En Afrique du Sud, l’affaire « Farmgate » continue de fragiliser politiquement le président Cyril Ramaphosa. Le Parlement sud-africain a fixé à lundi la première réunion d’une commission chargée d’examiner les accusations liées à ce scandale qui secoue le pouvoir depuis plusieurs années.
La procédure de destitution du chef de l’État connaît un nouveau rebondissement. Celle-ci a été relancée après qu’une récente décision de la Cour constitutionnelle a rouvert le dossier. L’affaire constitue l’un des plus importants embarras politiques du mandat de Cyril Ramaphosa.
Le scandale remonte à 2020, après le vol de fortes sommes d’argent dissimulées dans un canapé de la ferme privée du président. Cette découverte avait soulevé de nombreuses interrogations sur l’origine des fonds ainsi que sur les raisons pour lesquelles cet argent était conservé dans une résidence privée.
Le président sud-africain a toujours rejeté toute accusation de faute ou d’irrégularité dans ce dossier.

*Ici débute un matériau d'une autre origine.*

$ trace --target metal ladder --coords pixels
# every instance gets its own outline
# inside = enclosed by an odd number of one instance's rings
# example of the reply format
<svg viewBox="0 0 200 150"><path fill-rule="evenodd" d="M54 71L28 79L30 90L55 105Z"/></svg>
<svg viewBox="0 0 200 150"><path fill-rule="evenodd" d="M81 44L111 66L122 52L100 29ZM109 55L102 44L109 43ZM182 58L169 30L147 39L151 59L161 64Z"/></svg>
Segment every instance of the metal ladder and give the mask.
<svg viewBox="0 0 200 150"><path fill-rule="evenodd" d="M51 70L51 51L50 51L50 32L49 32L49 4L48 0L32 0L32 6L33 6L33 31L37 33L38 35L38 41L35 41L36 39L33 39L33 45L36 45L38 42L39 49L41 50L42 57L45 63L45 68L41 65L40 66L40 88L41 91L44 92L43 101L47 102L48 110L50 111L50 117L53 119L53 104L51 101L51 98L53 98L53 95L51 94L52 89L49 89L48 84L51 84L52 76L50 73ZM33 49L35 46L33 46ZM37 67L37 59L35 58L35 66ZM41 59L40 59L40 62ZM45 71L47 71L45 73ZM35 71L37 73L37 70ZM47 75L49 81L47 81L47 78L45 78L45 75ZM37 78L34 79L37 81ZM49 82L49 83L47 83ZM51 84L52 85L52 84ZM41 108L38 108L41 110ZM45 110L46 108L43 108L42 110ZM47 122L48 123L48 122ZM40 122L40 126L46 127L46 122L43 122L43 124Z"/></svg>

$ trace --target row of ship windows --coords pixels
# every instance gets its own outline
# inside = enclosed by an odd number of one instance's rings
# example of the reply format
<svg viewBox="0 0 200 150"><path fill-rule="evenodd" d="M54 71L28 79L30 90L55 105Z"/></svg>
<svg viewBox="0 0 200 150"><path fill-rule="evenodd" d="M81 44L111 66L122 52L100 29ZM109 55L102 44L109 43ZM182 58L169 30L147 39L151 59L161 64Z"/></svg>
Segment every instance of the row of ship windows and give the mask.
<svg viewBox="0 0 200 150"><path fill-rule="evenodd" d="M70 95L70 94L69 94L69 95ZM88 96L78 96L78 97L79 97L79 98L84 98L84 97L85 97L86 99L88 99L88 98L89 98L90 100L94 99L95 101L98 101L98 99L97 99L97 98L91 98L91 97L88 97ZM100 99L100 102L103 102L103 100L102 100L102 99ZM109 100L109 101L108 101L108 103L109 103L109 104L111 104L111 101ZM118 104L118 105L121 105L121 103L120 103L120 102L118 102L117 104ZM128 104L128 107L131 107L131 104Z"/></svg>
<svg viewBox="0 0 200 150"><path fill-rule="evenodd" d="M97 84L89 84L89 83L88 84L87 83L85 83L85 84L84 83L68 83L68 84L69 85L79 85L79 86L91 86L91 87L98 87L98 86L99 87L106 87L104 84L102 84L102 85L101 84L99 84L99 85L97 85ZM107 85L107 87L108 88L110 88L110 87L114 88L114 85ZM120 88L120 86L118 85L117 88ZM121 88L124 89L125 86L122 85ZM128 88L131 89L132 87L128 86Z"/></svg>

La commission parlementaire comptera 31 membres et devra dans un premier temps élire son président. Le parti Alliance démocratique (DA), deuxième force politique du pays et partenaire de coalition de l’African National Congress (ANC), souhaite que la direction de cette commission ne revienne pas à un membre du parti présidentiel.
Malgré sa participation au gouvernement de coalition, la DA maintient une position critique envers Cyril Ramaphosa et affirme vouloir le tenir responsable si des actes répréhensibles venaient à être établis.
Mardi, le président sud-africain a déposé un recours contre les conclusions d’une commission indépendante ayant évoqué l’existence d’éléments préliminaires de faute à son encontre. Cette démarche judiciaire pourrait ralentir la procédure parlementaire.
Cyril Ramaphosa a également laissé entendre qu’il pourrait saisir la justice en urgence afin de suspendre toute tentative de destitution tant que son recours reste en examen.
Toutefois, plusieurs observateurs estiment qu’une éventuelle destitution demeure politiquement difficile. L’ANC conserve environ 40 % des sièges au Parlement, un poids suffisant pour compliquer l’obtention de la majorité des deux tiers nécessaires pour écarter le président du pouvoir.